SA Declares Cold War with US – Cuba’s Fate Shows What That Means When the Americans Notice

Staff Writer

February 2, 2026

6 min read

Tropical Cuba is learning the hard way that when Cold War politics return, even warm islands can be frozen by oil embargoes.
SA Declares Cold War with US – Cuba’s Fate Shows What That Means When the Americans Notice
Photo by Michael M. Santiago/Getty Images

American President Donald Trump has escalated pressure on Cuba by ordering measures that are cutting the island off from oil supplies, using fuel shortages to force political change.

In an executive order issued at the end of last month, Trump declared that the Cuban government poses an “unusual and extraordinary threat” to the national security and foreign policy of the United States (US). The order authorises penalties against any country that supplies oil to Cuba, even indirectly. The instruction is straightforward. Countries that help keep Cuba’s fuel system running will face economic consequences from the US.

Like any other country, oil is vital to Cuba’s economy and state capacity. It is required to generate electricity, run public transport, pump water, power hospitals, and move food and medical supplies. When oil deliveries stop, disruption follows quickly and spreads across daily life.

Cuba used to rely on subsidised oil from Venezuela in order to artificially sustain its economy. Since the capture of former Venezuelan leader Nicolás Maduro by American special forces, oil shipments from that country have stopped. Mexico has also agreed to halt its shipments following American pressure.

Energy analysts now estimate that Cuba has between 15 to 20 days of oil remaining at current consumption levels. Blackouts are spreading. Fuel is being rationed. Public transport has been cut back. Hospitals and water systems are operating under mounting strain.

The US is applying pressure because it regards Cuba as a hostile, authoritarian state. Cuba is a one-party communist dictatorship that has destroyed its own economy, suppresses political opposition, restricts free speech, and imprisons dissenters. Its economic collapse is not the result of bad luck or foreign conspiracy but of decades of central planning, state control, and political repression.

Washington also views Cuba as a destabilising actor in the region. The Cuban state has long exported revolutionary ideology globally, provided intelligence and security assistance to authoritarian governments, and offered support to militant and extremist movements aligned against US interests.

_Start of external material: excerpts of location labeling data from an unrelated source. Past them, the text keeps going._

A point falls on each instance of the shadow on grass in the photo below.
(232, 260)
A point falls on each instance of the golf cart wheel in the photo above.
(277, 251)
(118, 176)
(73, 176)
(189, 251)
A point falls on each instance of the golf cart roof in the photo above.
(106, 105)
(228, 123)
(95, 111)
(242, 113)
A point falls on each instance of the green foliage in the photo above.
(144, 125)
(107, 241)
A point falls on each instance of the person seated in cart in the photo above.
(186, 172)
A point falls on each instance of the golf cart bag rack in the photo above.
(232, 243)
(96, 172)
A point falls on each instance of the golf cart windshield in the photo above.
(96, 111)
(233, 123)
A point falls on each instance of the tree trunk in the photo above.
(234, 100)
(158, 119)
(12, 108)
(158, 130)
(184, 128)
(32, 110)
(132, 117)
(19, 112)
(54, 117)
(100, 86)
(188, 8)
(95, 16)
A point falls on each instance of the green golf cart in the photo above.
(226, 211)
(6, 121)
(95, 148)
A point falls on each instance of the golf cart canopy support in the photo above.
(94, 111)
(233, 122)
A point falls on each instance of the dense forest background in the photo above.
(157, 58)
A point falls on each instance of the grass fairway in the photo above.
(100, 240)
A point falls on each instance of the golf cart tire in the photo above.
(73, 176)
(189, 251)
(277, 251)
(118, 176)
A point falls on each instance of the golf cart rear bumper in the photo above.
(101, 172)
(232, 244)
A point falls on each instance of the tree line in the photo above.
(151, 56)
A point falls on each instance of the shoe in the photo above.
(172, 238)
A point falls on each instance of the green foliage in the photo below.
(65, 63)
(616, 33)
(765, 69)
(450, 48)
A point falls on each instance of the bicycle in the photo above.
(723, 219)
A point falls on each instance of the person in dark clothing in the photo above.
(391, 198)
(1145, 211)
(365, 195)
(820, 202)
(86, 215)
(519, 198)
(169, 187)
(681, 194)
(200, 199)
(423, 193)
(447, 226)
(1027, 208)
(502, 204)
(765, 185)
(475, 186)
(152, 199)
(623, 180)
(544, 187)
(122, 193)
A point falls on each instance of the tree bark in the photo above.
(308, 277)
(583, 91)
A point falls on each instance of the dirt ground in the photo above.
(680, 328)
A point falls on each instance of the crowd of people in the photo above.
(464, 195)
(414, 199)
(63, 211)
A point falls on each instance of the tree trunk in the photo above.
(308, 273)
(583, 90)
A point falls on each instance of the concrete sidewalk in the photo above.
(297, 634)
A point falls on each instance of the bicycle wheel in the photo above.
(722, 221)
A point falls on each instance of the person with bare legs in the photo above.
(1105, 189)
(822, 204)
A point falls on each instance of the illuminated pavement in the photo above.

Against that background, the oil embargo is intended to deny the Cuban government the resources it uses to sustain its security apparatus and foreign operations.

This is how economic pressure is applied today.

There is no military confrontation. Instead, access to fuel, trade, and finance is narrowed until the affected state can no longer manage the strain. Cuba has experienced this before. What stands out now is the speed with which the pressure has taken effect.

The Cuban case also clarifies why political language matters elsewhere.

In South Africa, President Cyril Ramaphosa leads a governing party whose secretary general, Fikile Mbalula, has openly described the relationship with the US as a “Cold War”. Mbalula was not speaking off script. As secretary general, he was articulating the position of the dominant faction inside the African National Congress (ANC), the faction led by Ramaphosa.

During the original Cold War, countries framed in these terms were not merely criticised. They were treated as hostile. That treatment took the form of trade restrictions, financial pressure, and energy isolation. Cuba became one of the clearest examples of how damaging that approach could be.

The current oil embargo shows that this logic remains intact. When Washington decides that a relationship has moved from being difficult to being adversarial, the response is primarily economic. Pressure is applied through energy supply, shipping access, and trade exposure.

Cuba’s fuel crisis did not begin with a military incident or a diplomatic breakdown. It began with a decision in Washington to apply pressure at the country’s weakest point. The result is an energy shortage now threatening electricity supply, water access, healthcare, and food distribution.

Trump’s decision marks one of the most forceful uses of economic pressure against Cuba in decades. It also underlines a simple reality. When relations with the US deteriorate far enough, the consequences usually arrive through supply chains and markets, not speeches.

Ramaphosa and the ANC should take note.